La regulación concursal de los acuerdos de refinanciación y reestructuración alberga distintos acuerdos de diferente contenido dirigidos no solo a la refinanciación sino también a la reestructuración empresarial (arts. 71 bis y DA 4 a LC). En este sentido, es habitual distinguir los acuerdos de refinanciación ordinarios y los acuerdos de refinanciación homologados judicialmente, y, dentro de los primeros (art. 71. bis LC), diferenciar, los acuerdos colectivos (art. 71 bis 1 LC) y los no colectivos o singulares (art. 71 bis 2 LC).

Acuerdos de refinanciación ordinarios

Los acuerdos de refinanciación ordinarios no constituyen un convenio de masa, de modo que sus efectos no pueden extenderse a los acreedores que no suscriban el acuerdo. La LC permite diferenciar dentro de estos acuerdos ordinarios, lo acuerdos de refinanciación colectivos y los no colectivos.

A. Los acuerdos de refinanciación colectivos

Estos acuerdos deben tener un contenido mínimo y reunir una serie de requisitos previstos en la norma (art. 71 bis 1 LC).

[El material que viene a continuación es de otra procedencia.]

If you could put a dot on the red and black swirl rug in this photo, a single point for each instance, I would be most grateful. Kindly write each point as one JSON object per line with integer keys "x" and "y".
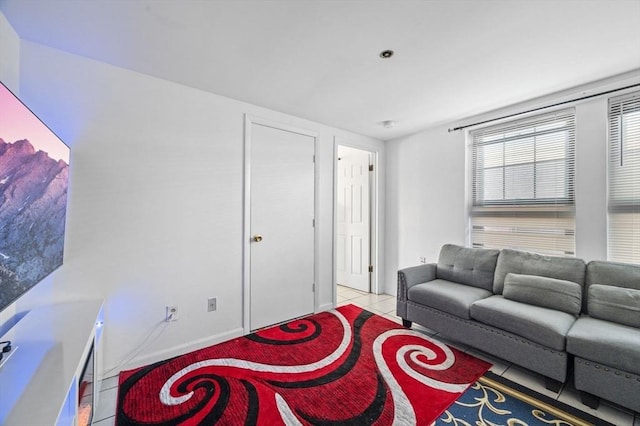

En cuanto al contenido: habrán de incluir, al menos, una ampliación significativa del crédito disponible o la modificación o extinción de las obligaciones -ya sea mediante la prórroga de los plazos de vencimiento o el establecimiento de otras obligaciones en sustitución de aquéllas- que respondan a un plan de viabilidad, el cual debe permitir la continuidad de la actividad profesional o empresarial del deudor en el corto y medio plazo.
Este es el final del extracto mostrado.